Not trying to bash on the mystery company. It just sounds like this "custom build" was not a very well though out design. The only thing you can do about overexcursion is keep the gain set low or add an HPF, which you'd have to guess at without being able to model the sub.



FYI, here's an arbitrary example of what I was talking about:
Here are the excursion profiles of a sub in the _same volume_ box, sealed or vented. The sealed config bottoms out and "oil-cans" on deep HT rumbles. The vented config, with proper HPF added, will never bottom out.









Here's the sealed sub again, E.g. with 500W (yellow) shown to bottom out. The same exact sub with half the power (orange), 250W, isn't gonna bottom out. The pink has 500W still but an added HPF, it will not bottom out but it also suffers from the delay of the added filter, losing it's "tight sealed sound" down low.
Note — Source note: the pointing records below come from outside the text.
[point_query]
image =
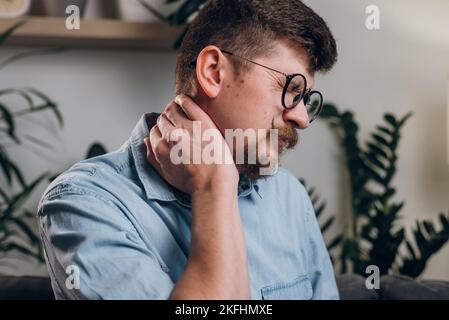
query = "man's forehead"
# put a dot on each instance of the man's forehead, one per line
(291, 59)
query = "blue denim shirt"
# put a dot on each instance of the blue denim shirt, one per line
(112, 228)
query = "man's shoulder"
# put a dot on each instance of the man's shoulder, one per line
(285, 182)
(91, 176)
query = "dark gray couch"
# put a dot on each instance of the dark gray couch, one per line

That's the power of modelling, my friend.


----------



## Brunt (Aug 7, 2011)

fusseli said:


> Not trying to bash on the mystery company. It just sounds like this "custom build" was not a very well though out design. The only thing you can do about overexcursion is keep the gain set low or add an HPF, which you'd have to guess at without being able to model the sub.
> 
> 
> 
> ...


Hey, I don't care if you bash! Lol. I'm not keeping this thing if I can help it. The output is so anemic even before it bottoms that its a joke.


----------



## fusseli (May 1, 2007)

I edited my post with more detail since you read it 

You should definitely make sure you don't have a phasing or placement problem when you get a new sub. If you do have such a problem, the new sub will also sound weaker and/or boomier than it should.


----------